Observability tools are fantastic, it would be very difficult to troubleshoot issues without them. However, with their utility comes a cost of operation directly proportional to the volume of data they process and store. When troubleshooting issues the more information that is available, the easier it is to find what’s causing the issue; this convenience comes at a price.

Businesses are continually looking for ways to be more efficient; achieve more with less. One area that is frequently highlighted is the monthly observability platform bill. The challenge here is the disconnect between those who use the observability platform, the DevOps teams, and those who pay the bill, the business. The DevOps teams want more information and are not immediately aware of the cost implications. The business wants a smaller bill and are not immediately aware of the operational implications. With both parties pulling in opposite directions, something has got to give.

With apologies to Abraham Lincoln the rule for observability is. “Some observability data is useful all of the time. All observability data is useful some of the time. Not all observability data is useful all of the time.”

The predicament is that observability platforms do not make any allowance for this rule, they behave like all of the data is equally important and charge accordingly. This appears to be an impossible situation to escape from.
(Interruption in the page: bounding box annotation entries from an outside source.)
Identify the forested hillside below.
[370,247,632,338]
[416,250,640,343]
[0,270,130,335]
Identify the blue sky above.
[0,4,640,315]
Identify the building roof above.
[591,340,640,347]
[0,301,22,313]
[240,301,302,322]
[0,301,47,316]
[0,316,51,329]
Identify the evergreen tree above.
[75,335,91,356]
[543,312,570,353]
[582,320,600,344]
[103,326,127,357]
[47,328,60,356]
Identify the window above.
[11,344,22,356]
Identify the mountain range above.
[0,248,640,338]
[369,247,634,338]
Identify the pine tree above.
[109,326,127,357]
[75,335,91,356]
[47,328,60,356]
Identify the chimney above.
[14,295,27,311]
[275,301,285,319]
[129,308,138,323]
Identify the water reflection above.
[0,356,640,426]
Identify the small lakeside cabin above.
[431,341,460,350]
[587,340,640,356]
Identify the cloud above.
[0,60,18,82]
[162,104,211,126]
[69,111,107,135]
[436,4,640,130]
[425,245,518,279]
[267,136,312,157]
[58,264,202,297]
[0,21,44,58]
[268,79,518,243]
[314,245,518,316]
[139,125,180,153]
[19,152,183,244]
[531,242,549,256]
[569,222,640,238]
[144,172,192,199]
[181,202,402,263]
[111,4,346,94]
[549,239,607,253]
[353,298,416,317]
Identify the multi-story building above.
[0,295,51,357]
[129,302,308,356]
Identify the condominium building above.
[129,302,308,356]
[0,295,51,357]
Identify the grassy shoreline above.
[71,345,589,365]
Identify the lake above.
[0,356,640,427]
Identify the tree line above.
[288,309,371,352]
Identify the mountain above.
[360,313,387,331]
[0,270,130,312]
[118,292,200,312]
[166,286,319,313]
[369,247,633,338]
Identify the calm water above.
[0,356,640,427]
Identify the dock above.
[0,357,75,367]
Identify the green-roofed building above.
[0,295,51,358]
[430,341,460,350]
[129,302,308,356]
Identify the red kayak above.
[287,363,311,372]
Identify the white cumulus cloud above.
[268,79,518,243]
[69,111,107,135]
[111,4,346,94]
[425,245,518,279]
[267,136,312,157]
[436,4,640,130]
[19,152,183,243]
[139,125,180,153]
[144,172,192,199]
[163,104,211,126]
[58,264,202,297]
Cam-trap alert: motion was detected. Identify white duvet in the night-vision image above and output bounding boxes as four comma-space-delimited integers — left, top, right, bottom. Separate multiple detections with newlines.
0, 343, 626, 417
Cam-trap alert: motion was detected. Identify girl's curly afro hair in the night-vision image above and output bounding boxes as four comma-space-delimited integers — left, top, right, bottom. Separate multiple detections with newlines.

Or is it?

Break The Conundrum

Grepr understands that some observability data is more important than others. It slips in like a shim between log shippers and the aggregation and storage backend. Using Grepr’s semantic machine learning engine, frequent noisy messages are summarised before being forwarded to the backend. Less frequent messages are passed straight through. 

This approach reduces log volume by 90-98% resulting in proportional cost savings. Under normal operations this covers the “some of the data is useful all of the time” part of the rule.

All data sent to Grepr is retained in low cost storage and is available via the Grepr dashboard and REST API for searching using well known query syntaxes: Splunk, Datadog & New Relic. The results of a query can optionally be used to create a backfill job that will populate the backend with the data that was previously summarised. This takes care of the “all of the data is useful some of the time” part of the rule.

Only What You Need

Grepr provides an escape route from the impossible situation of reducing observability costs without negatively affecting operational capability. The DevOps teams maintain a high level of detail and do not have to drop data. The business obtains a smaller monthly bill for the observability platform. All parties are happy and the conundrum is solved.

By shipping only 2-10% of the log data to the observability platform there will be a proportional reduction in the monthly usage bill. The 98% retained by Grepr is not lost, it is immediately available for queries and can be selectively backfilled on demand when required for incident investigation.

“Not all observability data is useful all of the time” so why pay for it in full all of the time? Using Grepr you will only pay for the data you need when you need it.